I do not think there are easy answers to these questions. But within the current atmosphere of fear and hysteria engendered by the image of the dreaded “pedophile” it is almost impossible to give these questions any realistic consideration at all. Certainly the sort of careful and reasoned discussion that is needed–a dialog rooted in fact and scientific research–is nowhere to be seen. It is unlikely that policies that emerge out of the exaggerated and hysterical claims of a moral panic are likely to be in the interest of either adults or children. Perhaps progressive thinkers have a responsibility to allow this topic to be opened up for discussion.

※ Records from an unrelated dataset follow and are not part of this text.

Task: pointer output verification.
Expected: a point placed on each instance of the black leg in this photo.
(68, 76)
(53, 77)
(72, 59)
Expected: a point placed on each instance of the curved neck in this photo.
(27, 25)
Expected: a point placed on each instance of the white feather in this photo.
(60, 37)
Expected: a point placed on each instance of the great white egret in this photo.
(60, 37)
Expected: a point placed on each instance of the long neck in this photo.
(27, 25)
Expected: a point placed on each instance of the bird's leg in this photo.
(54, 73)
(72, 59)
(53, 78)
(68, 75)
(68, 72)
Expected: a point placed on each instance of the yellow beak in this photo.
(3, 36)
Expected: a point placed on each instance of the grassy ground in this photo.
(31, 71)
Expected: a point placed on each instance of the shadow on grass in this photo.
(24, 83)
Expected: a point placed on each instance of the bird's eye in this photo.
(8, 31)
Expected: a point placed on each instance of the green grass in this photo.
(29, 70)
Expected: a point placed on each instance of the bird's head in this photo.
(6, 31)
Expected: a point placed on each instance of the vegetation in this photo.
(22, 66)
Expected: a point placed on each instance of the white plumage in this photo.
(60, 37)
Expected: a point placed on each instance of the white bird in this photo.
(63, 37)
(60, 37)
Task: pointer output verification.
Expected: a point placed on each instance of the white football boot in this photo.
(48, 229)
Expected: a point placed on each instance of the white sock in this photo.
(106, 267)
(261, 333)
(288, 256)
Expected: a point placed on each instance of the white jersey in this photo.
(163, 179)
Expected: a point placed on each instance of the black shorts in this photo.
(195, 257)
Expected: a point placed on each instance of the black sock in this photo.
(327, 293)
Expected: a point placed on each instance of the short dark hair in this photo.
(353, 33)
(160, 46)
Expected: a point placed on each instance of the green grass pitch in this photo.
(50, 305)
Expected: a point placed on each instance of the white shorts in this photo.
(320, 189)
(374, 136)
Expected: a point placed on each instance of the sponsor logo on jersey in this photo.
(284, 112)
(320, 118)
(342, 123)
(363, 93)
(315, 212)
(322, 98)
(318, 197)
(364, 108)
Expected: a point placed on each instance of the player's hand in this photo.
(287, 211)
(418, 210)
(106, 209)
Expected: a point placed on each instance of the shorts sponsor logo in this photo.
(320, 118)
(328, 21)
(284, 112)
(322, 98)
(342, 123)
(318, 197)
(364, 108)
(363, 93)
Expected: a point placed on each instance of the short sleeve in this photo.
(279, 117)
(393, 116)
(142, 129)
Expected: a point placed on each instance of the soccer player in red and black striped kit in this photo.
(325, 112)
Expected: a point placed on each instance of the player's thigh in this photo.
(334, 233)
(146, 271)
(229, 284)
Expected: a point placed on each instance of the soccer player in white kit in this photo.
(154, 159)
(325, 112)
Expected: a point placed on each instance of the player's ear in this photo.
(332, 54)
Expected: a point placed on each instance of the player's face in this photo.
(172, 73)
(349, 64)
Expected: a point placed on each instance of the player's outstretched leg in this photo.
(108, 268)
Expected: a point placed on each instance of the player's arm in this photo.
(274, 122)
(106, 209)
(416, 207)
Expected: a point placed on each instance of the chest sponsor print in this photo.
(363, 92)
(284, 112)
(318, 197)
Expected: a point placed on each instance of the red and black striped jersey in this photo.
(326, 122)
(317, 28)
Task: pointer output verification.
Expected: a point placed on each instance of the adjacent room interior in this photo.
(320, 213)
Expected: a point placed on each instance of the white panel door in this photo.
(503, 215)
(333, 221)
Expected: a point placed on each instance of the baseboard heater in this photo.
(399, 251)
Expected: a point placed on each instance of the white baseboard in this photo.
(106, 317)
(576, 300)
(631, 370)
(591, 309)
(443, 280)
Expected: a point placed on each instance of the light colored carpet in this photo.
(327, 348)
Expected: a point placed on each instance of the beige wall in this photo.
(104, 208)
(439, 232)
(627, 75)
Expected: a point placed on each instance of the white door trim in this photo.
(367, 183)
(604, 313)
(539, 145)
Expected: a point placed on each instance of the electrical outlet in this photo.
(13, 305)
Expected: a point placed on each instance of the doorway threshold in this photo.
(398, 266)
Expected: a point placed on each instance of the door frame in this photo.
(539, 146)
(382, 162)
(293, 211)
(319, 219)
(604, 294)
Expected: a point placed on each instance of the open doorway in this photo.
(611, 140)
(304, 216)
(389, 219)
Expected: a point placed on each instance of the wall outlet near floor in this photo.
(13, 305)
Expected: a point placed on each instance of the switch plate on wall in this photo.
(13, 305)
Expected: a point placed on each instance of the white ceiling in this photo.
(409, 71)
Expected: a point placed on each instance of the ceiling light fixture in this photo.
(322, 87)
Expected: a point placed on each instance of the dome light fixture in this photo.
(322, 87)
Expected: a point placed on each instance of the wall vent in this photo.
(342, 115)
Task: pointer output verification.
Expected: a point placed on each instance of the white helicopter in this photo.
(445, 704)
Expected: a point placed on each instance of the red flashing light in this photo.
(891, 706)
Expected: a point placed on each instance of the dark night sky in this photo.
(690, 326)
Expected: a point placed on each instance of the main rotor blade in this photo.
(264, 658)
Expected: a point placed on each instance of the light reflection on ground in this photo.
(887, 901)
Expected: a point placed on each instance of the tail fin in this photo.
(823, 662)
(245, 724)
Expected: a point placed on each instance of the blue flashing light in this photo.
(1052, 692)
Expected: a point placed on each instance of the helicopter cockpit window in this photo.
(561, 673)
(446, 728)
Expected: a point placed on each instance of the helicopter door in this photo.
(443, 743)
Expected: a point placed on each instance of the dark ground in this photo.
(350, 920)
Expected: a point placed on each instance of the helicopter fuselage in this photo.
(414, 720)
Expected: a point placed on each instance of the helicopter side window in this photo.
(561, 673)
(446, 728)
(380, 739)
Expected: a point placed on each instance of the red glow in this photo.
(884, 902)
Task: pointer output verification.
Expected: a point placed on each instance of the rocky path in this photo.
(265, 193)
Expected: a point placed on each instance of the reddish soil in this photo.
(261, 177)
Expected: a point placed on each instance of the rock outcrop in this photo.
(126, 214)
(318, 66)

It might be claimed that the word “hysterical” is too strong a term to describe the emotional climate surrounding this rhetoric. But it is important to realize that we are dealing with the same social forces that produced the deadly absurdities of the day care sex abuse panic of the 1980s. Beginning with the McMartin pre-school, a series of accusations and court cases were brought against pre-schools that led to major travesties of justice and the destruction of many lives. At that time otherwise sane and reasonable people were brought to believe the most bizarre and preposterous stories about a number of normal looking pre-schools—stories about children drinking blood and urine, participating in the ritual killing of other children, being victimized by teachers in sex orgies, and being taken to strange and exotic places, only to be returned from all this in time to be picked up by their parents, to whom they appeared to be neither traumatized nor in any way upset. Similar preposterous beliefs were held on the basis of “recovered memories.” But as some of these absurdities were debunked one saw no major headlines that said “sex panic found to be based on wild and unsubstantiated claims.” The child sex abuse panic continued, unabated. The image of the world created by those absurdities lives on in the minds of most of the American population–as do the sources of conflict and confusion that have been giving rise to sex panics for centuries in this country.
While I believe that the sex abuse panic is largely a creation of the religious right, others have cashed in on it for their own purposes. Most conspicuously, the economic elite in this country are feeling the need for more powerful methods of controlling a population that is becoming increasingly dissatisfied with their lot in life. As the gap between the rich and the poor continues to widen and the United States begins to look more like a third world country, with a rich elite resting on the top of a large underclass, and only a small middle class, such control will become more necessary. Those who are in need of gaining a more absolute control of the people are anxious to exacerbate the public's fear of any dangers that will justify the dismantlement of the machinery of a free society. There needs to be a dangerous enemy within the walls. Who can better play this role than the ruthless and sub-human “pedophile.” It is a construct built not out of the stuff of science and fact but out of fantasies and delusions. It is an image that is perpetuated because it has a certain political usefulness.